Though activists oppose Golden Rice, essentially a vitamin-fortified food staple, on ideological and economic grounds, Vitamin A deficiency affects hundreds of thousands of kids each year, and a progressive tool that feeds people and prevents disease is welcome. 

Though the supplements market in America alone is a $35 billion industry, it is primarily people who distrust science and medicine, not people who benefit from it. That is not the case in the developing world, where a recent study found a 27 percent drop in child mortality in low- and middle-income countries when they had the kind of nutritional supplementation that Golden Rice can bring without expensive pills.

In this case the nutrient supplements were a mixture of a legume — peanut, lentil or chickpea paste — plus milk powder, oil and a full complement of the vitamins and minerals children ages 6-24 months need.
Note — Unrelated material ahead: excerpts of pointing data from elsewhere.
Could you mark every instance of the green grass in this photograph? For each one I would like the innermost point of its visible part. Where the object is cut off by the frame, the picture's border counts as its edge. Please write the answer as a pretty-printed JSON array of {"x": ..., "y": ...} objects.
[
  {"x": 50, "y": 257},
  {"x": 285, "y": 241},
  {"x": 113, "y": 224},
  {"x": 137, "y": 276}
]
Packets of nutrient supplements. Credit: Karin Higgins/UC Davis

To assess mortality risk among children who received the supplements compared to those who did not, the researchers identified 18 trials conducted in 11 countries. Among those, their primary analysis used data from 13 trials with 34,051 children. The trials were conducted in multiple countries in different geographic regions and are likely generalizable to other low- and middle-income countries. 

“From these data, we estimate that for every 227 children who receive the supplements for at least six months, one child death can be prevented,” said Professor Christine Stewart in the Department of Nutritionat U.C. Davis. “Malnutrition is an underlying cause of child mortality. This study really reiterates that.”

The common causes of death are illnesses like diarrhea and respiratory infection, which are rarely fatal in places like the United States because the children are well nourished.